MADAR/Nouakchott/Le 18-11-2023
Libération – La Cour suprême a cassé ce vendredi 17 novembre un jugement qui remettait l’élu du Ziguinchor dans la course à la présidentielle sénégalaise. Plus tôt, la Cour de justice de la Cedeao estimait que le Sénégal n’avait «violé aucun de ses droits» en le radiant des listes électorales.
En une seule journée, deux décisions de justice sont venues éloigner un peu plus l’opposant sénégalais Ousmane Sonko d’une candidature à la présidentielle de février 2024. La Cour suprême du Sénégal a cassé ce vendredi 17 novembre un jugement qui remettait l’opposant emprisonné dans la course, précisant que l’affaire allait être rejugée, a annoncé son président Ali Ciré Ba.
«La cour casse et annule la décision du tribunal de Ziguinchor du 12 octobre et renvoie l’affaire au tribunal hors classe de Dakar» pour qu’elle soit rejugée, a-t-il déclaré.
Le mois dernier, le tribunal de Ziguinchor, la ville dont Sonko est le maire depuis 2022, avait annulé la radiation de l’opposant des listes électorales, consécutive à une affaire de mœurs. Ousmane Sonko, 49 ans, a été déclaré coupable le 1er juin de débauche de mineure et condamné à deux ans de prison ferme.
Ayant refusé de se présenter au procès qu’il dénonçait comme un complot pour l’écarter de l’élection, il a été condamné par contumace. Il a été écroué fin juillet sous d’autres chefs d’inculpation, dont appel à l’insurrection, association de malfaiteurs en lien avec une entreprise terroriste et atteinte à la sûreté de l’Etat.
«Cette décision ne nous arrange pas. L’affaire sera rejugée mais les parrainages seront bientôt terminés», réagit Me Babacar Ndiaye, l’un des avocats d’Ousmane Sonko. L’obtention des parrainages est une étape indispensable à la candidature à la présidentielle. «La décision est décevante», a pour sa part déclaré Me Bamba Cissé, un autre de ses avocats. Un euphémisme : cette procédure était largement considérée comme étant la dernière chance de l’opposant de participer au scrutin.

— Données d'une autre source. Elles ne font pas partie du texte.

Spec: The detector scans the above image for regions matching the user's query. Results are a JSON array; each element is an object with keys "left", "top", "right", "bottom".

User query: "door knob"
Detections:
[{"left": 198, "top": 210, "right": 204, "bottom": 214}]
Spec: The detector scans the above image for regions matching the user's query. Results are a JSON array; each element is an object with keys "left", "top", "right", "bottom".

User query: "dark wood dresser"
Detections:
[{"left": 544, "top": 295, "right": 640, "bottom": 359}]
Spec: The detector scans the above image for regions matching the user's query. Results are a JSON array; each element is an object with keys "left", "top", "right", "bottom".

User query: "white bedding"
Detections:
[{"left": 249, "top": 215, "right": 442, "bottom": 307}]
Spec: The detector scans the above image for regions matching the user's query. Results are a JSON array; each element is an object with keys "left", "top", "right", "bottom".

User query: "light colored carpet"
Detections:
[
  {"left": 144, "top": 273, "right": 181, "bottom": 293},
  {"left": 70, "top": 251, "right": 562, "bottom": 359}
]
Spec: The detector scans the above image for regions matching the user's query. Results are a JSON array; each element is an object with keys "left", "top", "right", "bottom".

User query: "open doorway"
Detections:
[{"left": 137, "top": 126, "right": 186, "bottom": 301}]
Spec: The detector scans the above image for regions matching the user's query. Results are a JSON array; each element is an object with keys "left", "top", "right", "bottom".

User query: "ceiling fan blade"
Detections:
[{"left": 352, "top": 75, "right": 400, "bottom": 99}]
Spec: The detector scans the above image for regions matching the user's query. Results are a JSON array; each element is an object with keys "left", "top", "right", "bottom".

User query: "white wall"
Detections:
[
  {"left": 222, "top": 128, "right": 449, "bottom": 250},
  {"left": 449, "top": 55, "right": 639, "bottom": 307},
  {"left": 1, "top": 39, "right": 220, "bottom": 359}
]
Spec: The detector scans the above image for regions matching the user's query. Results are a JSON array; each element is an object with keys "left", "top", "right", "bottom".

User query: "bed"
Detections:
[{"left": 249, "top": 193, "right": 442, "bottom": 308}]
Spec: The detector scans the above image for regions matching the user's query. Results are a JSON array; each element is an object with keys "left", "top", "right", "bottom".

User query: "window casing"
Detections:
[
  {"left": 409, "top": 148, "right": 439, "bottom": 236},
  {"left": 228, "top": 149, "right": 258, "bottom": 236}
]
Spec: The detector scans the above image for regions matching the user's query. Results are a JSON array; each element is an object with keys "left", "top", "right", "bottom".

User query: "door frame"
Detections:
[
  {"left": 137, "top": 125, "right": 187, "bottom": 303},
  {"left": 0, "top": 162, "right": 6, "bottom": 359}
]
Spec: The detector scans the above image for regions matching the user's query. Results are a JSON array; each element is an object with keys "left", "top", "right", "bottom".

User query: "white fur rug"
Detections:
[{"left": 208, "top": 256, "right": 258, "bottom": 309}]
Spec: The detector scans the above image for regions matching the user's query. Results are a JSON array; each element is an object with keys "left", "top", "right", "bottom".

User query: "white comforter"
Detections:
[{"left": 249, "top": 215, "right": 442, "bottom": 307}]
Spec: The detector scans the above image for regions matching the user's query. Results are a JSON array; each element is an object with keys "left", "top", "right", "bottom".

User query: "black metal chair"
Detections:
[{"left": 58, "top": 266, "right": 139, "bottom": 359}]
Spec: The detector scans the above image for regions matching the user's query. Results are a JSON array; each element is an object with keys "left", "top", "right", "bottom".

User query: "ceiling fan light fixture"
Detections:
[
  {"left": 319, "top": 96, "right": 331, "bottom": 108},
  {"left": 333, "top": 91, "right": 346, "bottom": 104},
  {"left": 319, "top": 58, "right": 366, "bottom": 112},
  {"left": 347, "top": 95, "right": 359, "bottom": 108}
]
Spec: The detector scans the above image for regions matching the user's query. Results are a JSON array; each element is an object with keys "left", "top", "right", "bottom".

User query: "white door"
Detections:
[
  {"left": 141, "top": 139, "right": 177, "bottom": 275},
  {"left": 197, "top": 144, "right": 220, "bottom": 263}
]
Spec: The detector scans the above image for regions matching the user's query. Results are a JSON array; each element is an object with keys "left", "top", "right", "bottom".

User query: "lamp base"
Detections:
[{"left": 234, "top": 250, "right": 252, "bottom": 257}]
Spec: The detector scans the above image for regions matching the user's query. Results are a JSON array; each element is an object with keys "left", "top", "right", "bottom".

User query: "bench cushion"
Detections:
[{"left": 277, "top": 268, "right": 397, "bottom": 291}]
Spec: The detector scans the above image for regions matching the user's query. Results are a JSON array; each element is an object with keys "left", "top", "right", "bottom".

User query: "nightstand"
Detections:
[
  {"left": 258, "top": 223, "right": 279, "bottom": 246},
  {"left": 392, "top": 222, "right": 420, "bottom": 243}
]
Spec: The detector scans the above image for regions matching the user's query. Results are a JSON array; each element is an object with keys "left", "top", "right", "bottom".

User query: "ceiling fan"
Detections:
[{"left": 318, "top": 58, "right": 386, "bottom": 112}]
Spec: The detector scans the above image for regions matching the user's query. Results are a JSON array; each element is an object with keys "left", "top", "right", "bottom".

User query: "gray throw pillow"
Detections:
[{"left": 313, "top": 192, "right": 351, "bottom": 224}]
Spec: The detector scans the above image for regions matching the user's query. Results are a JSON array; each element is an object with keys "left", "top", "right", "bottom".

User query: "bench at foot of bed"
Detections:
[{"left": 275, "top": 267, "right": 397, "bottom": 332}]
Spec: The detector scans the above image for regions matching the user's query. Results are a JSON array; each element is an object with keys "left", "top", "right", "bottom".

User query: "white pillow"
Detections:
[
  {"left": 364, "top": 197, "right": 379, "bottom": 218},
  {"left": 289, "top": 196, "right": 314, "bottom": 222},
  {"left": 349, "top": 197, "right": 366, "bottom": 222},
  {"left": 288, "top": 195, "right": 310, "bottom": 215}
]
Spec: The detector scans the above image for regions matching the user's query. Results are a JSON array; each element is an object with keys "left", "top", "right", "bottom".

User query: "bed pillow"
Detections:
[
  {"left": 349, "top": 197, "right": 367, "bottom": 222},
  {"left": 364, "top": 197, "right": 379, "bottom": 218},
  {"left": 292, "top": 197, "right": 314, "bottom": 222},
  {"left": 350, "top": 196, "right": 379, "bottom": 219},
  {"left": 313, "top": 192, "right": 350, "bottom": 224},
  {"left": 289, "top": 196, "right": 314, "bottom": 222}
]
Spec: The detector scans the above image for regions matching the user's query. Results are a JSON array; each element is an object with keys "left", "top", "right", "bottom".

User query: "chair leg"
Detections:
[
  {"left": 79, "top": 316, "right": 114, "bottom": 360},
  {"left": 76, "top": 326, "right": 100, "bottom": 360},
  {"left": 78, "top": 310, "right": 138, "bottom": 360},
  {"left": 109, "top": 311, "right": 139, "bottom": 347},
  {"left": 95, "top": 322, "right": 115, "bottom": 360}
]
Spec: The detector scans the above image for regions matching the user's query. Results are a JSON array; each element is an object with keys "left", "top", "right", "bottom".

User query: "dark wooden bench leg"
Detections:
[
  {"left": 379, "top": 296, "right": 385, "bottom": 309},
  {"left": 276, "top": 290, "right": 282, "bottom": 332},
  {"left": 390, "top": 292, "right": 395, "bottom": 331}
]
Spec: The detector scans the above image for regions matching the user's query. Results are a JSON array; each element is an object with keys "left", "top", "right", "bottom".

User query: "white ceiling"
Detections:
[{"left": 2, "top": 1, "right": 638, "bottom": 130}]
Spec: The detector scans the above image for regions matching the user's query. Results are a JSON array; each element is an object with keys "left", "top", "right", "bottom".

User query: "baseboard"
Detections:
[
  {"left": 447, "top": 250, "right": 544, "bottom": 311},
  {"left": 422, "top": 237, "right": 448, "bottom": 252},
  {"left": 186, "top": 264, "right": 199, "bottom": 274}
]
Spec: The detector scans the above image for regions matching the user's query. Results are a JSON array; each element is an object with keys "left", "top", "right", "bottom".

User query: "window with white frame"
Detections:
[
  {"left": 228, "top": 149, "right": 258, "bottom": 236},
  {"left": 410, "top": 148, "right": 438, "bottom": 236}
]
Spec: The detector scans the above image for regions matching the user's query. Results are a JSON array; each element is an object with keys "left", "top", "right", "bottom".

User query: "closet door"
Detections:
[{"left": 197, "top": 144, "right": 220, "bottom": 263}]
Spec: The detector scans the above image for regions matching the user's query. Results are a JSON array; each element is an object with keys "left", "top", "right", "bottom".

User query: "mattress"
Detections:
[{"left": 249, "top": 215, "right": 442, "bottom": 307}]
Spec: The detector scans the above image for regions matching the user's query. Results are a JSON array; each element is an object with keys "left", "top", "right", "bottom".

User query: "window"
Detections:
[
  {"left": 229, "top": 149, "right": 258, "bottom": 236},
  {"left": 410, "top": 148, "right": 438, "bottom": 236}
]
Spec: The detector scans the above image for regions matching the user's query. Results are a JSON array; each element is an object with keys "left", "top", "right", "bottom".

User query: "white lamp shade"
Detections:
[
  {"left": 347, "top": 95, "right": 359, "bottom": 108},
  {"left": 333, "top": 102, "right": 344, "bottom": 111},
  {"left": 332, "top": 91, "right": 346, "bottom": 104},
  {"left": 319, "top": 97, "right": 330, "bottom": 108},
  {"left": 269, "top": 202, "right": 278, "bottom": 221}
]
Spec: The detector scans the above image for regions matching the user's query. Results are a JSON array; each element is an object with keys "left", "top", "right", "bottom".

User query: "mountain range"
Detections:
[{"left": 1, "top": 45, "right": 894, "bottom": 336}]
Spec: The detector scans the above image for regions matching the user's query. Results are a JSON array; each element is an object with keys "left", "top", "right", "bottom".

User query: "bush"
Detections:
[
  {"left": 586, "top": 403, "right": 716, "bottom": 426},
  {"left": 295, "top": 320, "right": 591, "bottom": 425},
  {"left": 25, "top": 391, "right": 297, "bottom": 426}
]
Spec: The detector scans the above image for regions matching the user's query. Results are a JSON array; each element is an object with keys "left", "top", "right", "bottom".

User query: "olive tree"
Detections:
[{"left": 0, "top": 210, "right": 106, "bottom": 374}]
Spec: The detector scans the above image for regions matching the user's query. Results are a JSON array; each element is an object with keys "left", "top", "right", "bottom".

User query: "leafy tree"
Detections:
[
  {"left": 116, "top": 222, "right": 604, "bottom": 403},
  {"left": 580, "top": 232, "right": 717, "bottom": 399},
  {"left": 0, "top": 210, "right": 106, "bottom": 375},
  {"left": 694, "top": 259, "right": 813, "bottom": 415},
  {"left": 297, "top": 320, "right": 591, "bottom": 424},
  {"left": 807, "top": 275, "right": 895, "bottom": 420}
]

Il appelle ses partisans à la résistance
Par ailleurs, toujours ce vendredi, la Cour de justice de la Communauté économique des Etats d’Afrique de l’Ouest (Cedeao) a estimé que «le Sénégal n’a violé aucun des droits» d’Ousmane Sonko. La cour, qui siège à Abuja, au Nigéria, avait été saisie par les avocats d’Ousmane Sonko pour contester sa radiation des listes électorales sénégalaises.
«La Cour de justice de la Cedeao donne blanc-seing à Macky Sall (le président sénégalais) pour détruire son opposant», a réagi Me Juan Branco, un des avocats d’Ousmane Sonko. «En jugeant comme elle l’a fait, les dictateurs pourraient désormais agir comme l’Etat du Sénégal a fait et se prévaloir de la jurisprudence de la Cour», a réagi Me Ciré Clédor Ly, un autre de ses conseils.
Le bras de fer d’Ousmane Sonko avec l’Etat dans plusieurs affaires politico-judiciaires tient le Sénégal en haleine depuis deux ans et demi et a déclenché les troubles les plus meurtriers depuis des années dans le pays. Lui et ses avocats n’ont cessé de dénoncer un complot pour l’éliminer politiquement.
Son discours souverainiste et panafricaniste, ses diatribes contre «la mafia d’Etat», les multinationales et l’emprise économique et politique exercée selon lui par l’ancienne puissance coloniale française lui valent une forte adhésion chez les moins de 20 ans qui représentent la moitié de la population. Ses détracteurs voient en lui un agitateur incendiaire.
L’opposant, qui a interrompu récemment une grève de la faim, a appelé jeudi soir à la résistance, estimant que la souveraineté des Sénégalais et la «destinée de la nation» étaient en jeu ce vendredi. «Nous devons nous lever pour une justice équitable, libre et indépendante, pour le droit de vivre dans un pays sans craindre d’être arrêté et emprisonné sans justification», a-t-il déclaré sur ses réseaux sociaux.